IMF advises RBI to go slow on reserves accumulation
Lauding India’s policy efforts to push reserves and strengthen its external position, the multilateral agency has advised the central bank against excessive forex market intervention.” Further accumulation of reserves is less warranted, and foreign exchange intervention should be limited to addressing disorderly market conditions” IMF said in its recently released country report for India.
In the previous report of December 2019, though the multilateral agency had called for alerts about restricting intervention to addressing volatility, this time round it has explicitly called for going slow on reserves pile-up.
“The guiding objectives of foreign exchange reserve management in India are similar to those of many central banks in the world,” the RBI said in the Report on Management of Foreign Exchange Reserves released on Wednesday. The demands placed on the foreign exchange reserves may vary widely depending upon a variety of factors including the exchange rate regime adopted by the country, the extent of openness of the economy, the size of the external sector in a country’s GDP and the nature of markets operating in the country.” While safety and liquidity constitute the twin objectives of reserve management in India, return optimization is kept in view within this framework ” RBI said.

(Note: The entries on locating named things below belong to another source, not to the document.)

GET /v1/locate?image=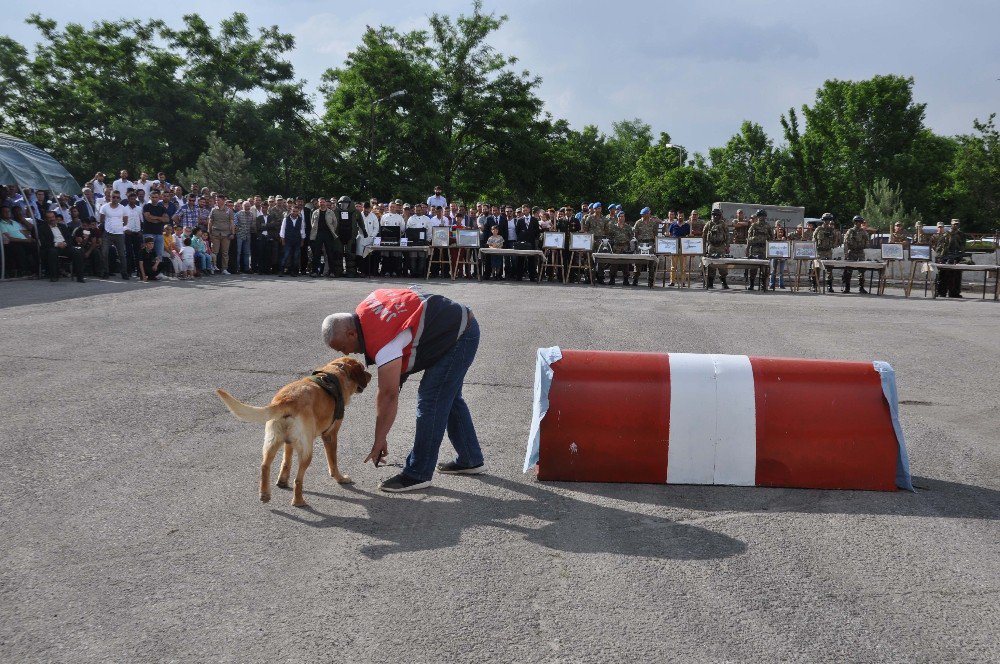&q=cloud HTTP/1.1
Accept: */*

[657,19,819,62]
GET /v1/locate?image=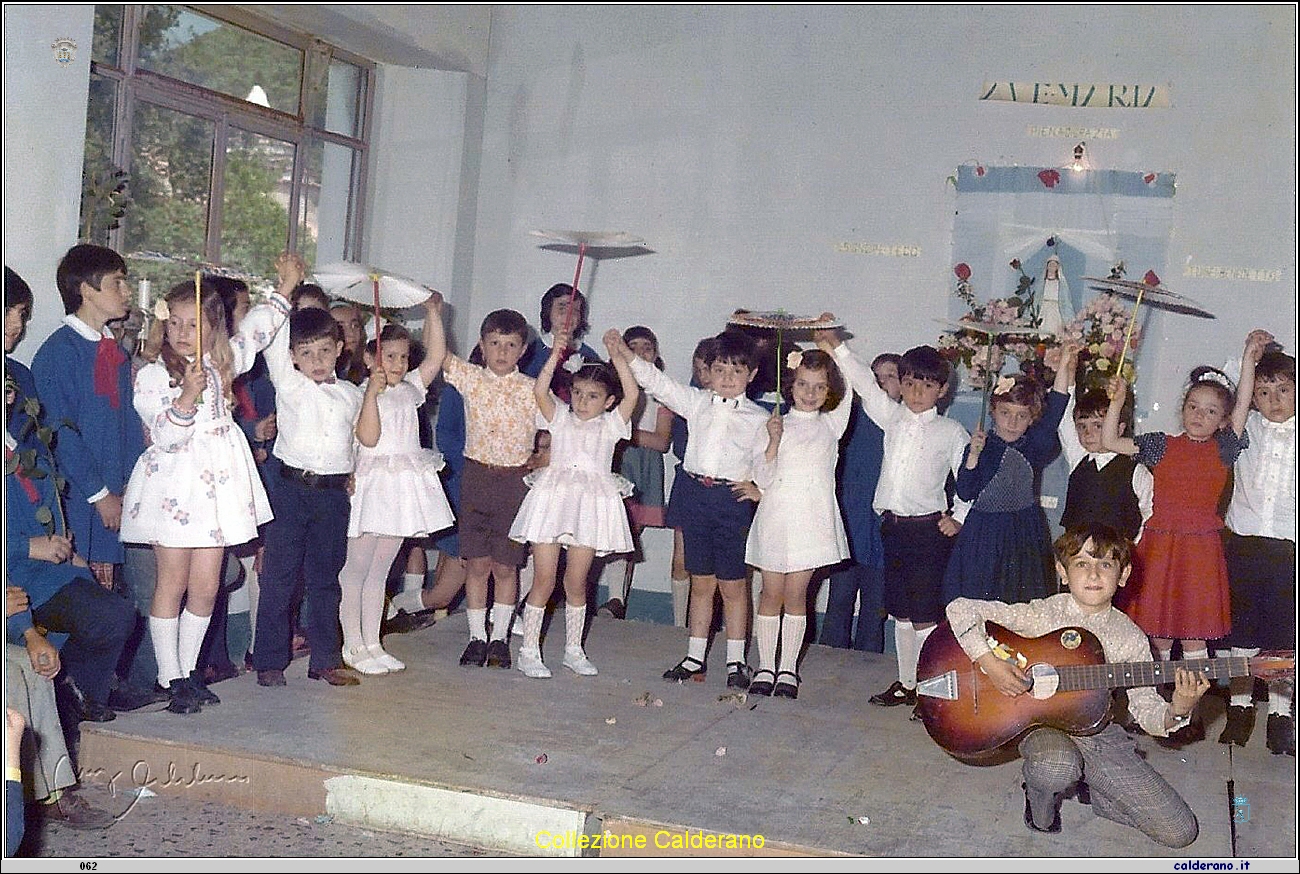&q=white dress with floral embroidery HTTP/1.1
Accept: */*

[121,295,289,548]
[510,401,633,555]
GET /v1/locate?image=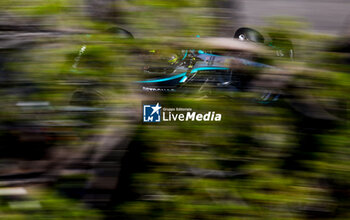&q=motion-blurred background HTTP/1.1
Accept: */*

[0,0,350,219]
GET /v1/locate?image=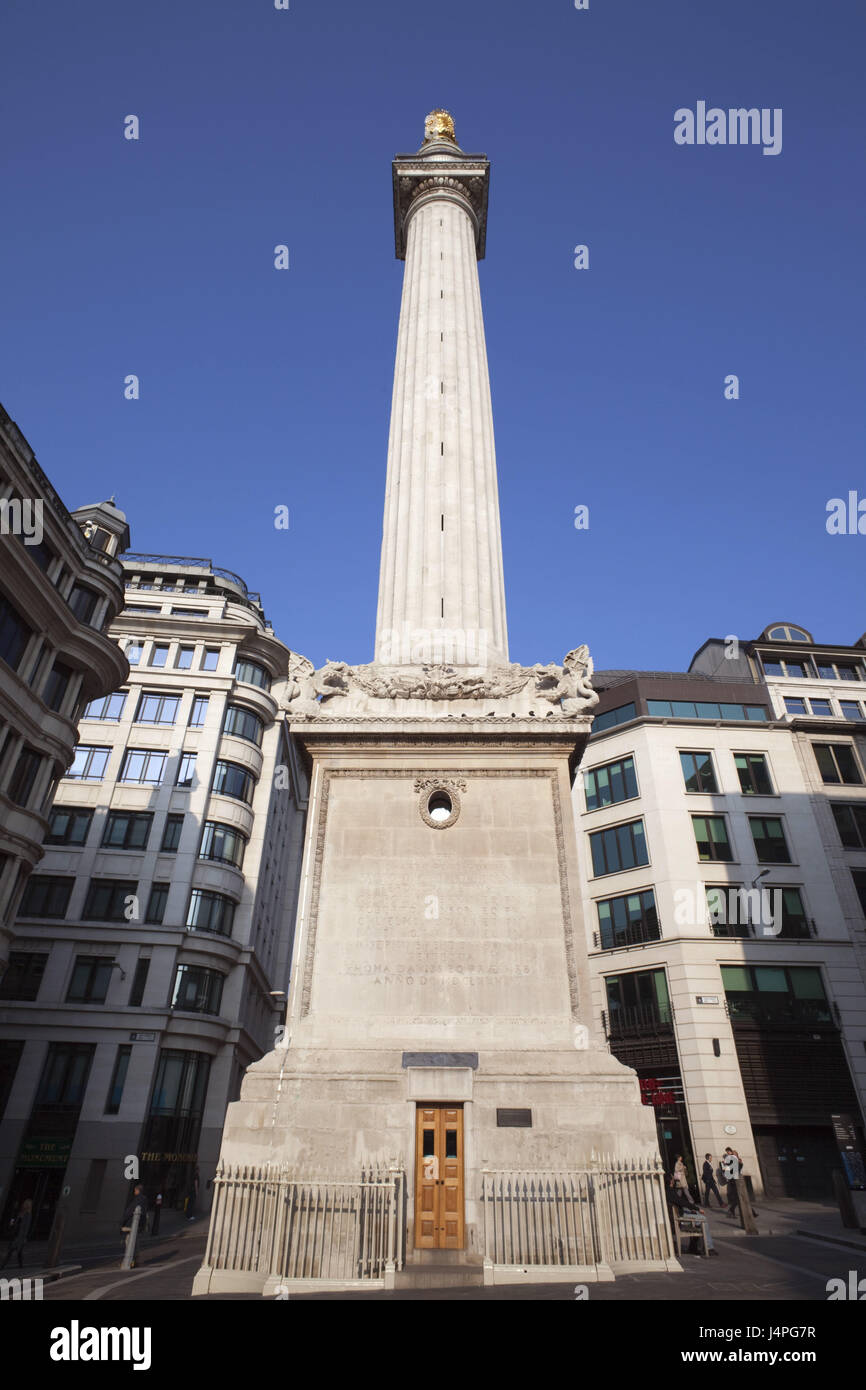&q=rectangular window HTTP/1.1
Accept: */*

[749,816,791,865]
[692,816,734,863]
[44,806,93,845]
[0,594,33,671]
[177,753,196,787]
[186,888,236,937]
[135,691,181,724]
[595,888,662,951]
[67,584,99,624]
[129,956,150,1009]
[830,801,866,849]
[67,956,114,1004]
[199,820,247,869]
[104,1043,132,1112]
[42,662,74,712]
[82,878,138,922]
[160,816,183,853]
[680,753,719,792]
[145,883,170,927]
[189,695,207,728]
[734,753,773,796]
[81,691,126,720]
[171,965,224,1013]
[592,705,635,734]
[589,820,649,877]
[6,745,42,806]
[584,758,638,810]
[812,744,863,783]
[64,744,111,781]
[18,874,75,919]
[120,748,165,787]
[785,695,806,714]
[103,810,153,849]
[0,951,49,1002]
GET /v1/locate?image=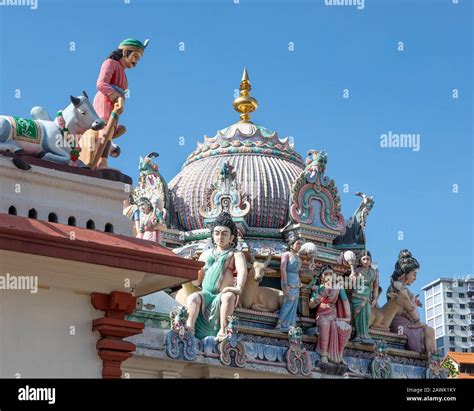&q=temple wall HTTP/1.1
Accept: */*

[0,157,132,235]
[0,288,102,378]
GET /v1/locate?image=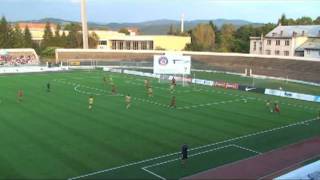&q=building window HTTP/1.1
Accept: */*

[141,41,147,50]
[284,51,289,56]
[133,41,139,50]
[149,41,153,50]
[119,41,123,50]
[285,40,290,46]
[267,40,271,45]
[100,41,107,45]
[112,41,117,50]
[307,50,310,54]
[126,41,131,50]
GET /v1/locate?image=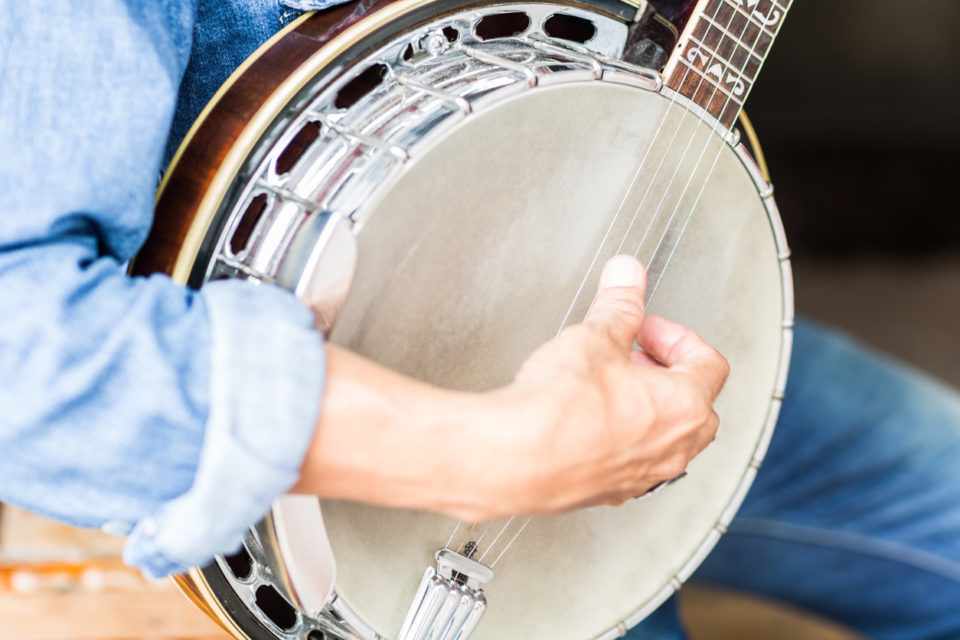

Underscoring that the foreign exchange reserves are adequate for precautionary purposes- $599 billion as of end May’21, IMF said that precautionary accumulation of reserves has mitigated risks due to external vulnerabilities, including potential capital flow volatility and oil price surges. In FY’20-21, RBI’s total forex purchases were equivalent to 5.5 per cent of the country’s GDP, IMF said.
The reserves are at $641 billion as of October 15, according to RBI data. In its latest report , RBI has said that at the end of June 2021, the foreign exchange reserves cover of imports decreased to 15.8 months from 17.4 months at end-March 2021. The ratio of short-term debt (original maturity) to reserves, which was 17.5 per cent at end-March 2021, declined to 16.8 per cent at end-June 2021. The ratio of volatile capital flows (including cumulative foreign portfolio inflows and outstanding short-term debt) to reserves declined from 69.0 per cent at end-March 2021 to 65.5 per cent at end-June 2021
In the April 2021 report, the US treasury report to the Congress titled ” Macroeconomic and Foreign Exchange Policies of Major Trading Partners of the United States” said that the authorities should allow the exchange rate to move to reflect economic fundamentals, limit foreign exchange intervention to circumstances of disorderly market conditions, and refrain from excessive reserve accumulation. As the economic recovery takes hold, the authorities should continue to pursue structural reforms that can help lift productivity and living standards, including greater openness to foreign financial flows and financial sector deepening, which can further support economic growth.